Unilateral Right To Alter Or Terminate Agreement Does Not Necessarily Make It “Illusory”
Employee Casas sued his employer CarMax, alleging wrongful termination and related causes, prompting CarMax to move to compel arbitration. However, the trial court denied CarMax’s motion to compel, buying its argument that the arbitration agreement was “illusory” because the Dispute Resolution Rules and Procedures (DRRP) in play gave CarMax the right to alter or terminate the agreement and the DRRP. CarMax appealed. Casas v. CarMax Auto Superstores California LLC, Case No. B246392 (2nd Dist. Div. 2 Feb. 26, 2014) (Johnson, Chaney, Miller) (unpublished).
The Court of Appeal disagreed on this one, finding that the agreement was not illusory, because like all contracts, it contained an implied covenant of good faith and fair dealing. This conclusion required that the Court distinguish Sparks v. Vista Del Mar Child & Family Services, 207 Cal.App.4th 1511 (2012), a case in which an employee handbook contained a dispute resolution policy, and also provided that the handbook could be “amended, revised and/or modified by [the employer] at any time without notice.” In Casas, however, the arbitration agreement was not hidden in a handbook, and there was a procedure including notice, by which the agreement could be amended.
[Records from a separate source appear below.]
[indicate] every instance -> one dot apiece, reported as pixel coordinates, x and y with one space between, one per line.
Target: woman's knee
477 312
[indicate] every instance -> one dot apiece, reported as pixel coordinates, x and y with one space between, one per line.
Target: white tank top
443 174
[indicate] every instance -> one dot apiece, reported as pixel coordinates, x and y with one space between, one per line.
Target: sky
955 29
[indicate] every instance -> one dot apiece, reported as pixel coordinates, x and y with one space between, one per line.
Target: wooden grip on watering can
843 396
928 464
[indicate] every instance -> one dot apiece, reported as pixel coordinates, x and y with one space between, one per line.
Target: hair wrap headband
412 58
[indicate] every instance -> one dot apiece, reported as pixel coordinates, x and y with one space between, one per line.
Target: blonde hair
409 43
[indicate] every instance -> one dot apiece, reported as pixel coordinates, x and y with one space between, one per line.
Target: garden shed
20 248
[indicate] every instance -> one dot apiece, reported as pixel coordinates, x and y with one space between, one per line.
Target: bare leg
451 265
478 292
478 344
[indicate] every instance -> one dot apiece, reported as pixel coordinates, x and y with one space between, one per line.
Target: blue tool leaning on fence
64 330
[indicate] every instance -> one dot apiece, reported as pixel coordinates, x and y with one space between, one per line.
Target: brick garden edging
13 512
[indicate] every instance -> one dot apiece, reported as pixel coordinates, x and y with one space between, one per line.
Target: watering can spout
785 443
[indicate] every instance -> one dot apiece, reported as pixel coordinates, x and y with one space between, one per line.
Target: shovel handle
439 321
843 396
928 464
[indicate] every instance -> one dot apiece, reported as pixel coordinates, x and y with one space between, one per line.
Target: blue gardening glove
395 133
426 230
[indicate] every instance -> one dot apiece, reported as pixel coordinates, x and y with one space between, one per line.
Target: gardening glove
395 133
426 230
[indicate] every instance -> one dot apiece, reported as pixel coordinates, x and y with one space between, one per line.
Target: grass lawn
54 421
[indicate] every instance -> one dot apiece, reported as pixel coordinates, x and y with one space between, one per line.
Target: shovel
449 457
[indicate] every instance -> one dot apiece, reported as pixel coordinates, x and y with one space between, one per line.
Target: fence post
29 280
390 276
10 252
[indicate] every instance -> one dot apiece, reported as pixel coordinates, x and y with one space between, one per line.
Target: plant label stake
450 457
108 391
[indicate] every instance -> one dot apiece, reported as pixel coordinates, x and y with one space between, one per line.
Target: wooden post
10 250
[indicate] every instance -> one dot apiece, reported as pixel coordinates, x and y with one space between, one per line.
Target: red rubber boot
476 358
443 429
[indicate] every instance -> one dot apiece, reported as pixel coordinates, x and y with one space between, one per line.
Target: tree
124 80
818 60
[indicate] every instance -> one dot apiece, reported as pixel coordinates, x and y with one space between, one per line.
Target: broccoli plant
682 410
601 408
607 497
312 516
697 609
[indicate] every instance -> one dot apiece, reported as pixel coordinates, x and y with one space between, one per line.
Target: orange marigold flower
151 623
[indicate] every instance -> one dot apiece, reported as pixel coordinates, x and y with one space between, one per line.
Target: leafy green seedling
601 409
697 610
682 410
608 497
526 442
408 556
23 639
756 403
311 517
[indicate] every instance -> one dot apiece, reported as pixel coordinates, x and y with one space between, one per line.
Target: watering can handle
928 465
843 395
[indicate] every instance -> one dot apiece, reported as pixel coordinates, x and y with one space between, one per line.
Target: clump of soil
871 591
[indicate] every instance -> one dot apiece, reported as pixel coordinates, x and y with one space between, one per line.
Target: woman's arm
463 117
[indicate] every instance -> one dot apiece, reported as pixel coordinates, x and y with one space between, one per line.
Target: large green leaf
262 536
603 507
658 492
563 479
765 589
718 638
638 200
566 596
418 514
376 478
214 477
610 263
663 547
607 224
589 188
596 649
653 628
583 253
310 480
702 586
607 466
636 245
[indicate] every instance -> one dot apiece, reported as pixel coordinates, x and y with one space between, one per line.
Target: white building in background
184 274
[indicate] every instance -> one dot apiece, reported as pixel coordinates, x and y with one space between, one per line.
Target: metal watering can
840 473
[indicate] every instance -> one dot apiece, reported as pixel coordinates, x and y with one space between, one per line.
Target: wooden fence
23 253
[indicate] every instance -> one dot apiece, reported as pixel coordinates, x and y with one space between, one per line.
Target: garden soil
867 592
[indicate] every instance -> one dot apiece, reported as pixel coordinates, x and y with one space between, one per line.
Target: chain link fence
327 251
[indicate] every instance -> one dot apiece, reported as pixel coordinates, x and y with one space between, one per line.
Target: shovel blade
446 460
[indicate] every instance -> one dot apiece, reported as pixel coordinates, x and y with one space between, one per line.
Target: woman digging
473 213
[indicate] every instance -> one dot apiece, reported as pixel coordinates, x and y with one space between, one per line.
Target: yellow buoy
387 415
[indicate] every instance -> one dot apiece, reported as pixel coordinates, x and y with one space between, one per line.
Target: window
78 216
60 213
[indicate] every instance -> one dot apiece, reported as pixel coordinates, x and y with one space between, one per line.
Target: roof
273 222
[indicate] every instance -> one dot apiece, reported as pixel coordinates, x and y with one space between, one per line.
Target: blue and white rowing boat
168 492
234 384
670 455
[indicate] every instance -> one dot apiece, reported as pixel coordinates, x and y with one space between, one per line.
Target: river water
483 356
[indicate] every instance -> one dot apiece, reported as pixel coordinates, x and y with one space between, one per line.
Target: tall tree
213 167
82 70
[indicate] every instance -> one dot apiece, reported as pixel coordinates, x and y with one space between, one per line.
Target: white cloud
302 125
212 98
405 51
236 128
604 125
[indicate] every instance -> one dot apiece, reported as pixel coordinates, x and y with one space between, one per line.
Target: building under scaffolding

Additionally, another provision made it explicit that any rules in conflict with “a mandatory provision of applicable law” would be automatically to comply with the mandatory provision.
Even though Casas is unpublished, some simple suggestions flow from the case: make sure the arbitration provision is not hidden, and that it is acknowledged; provide a procedure including notice for changes in the employment agreement; provide that the dispute resolution provisions must be in compliance with a mandatory provision of applicable law, or else applicable law takes precedence; and, include a severability provision. In general, drafting that enhances fairness of an arbitration provision enhances enforceability too.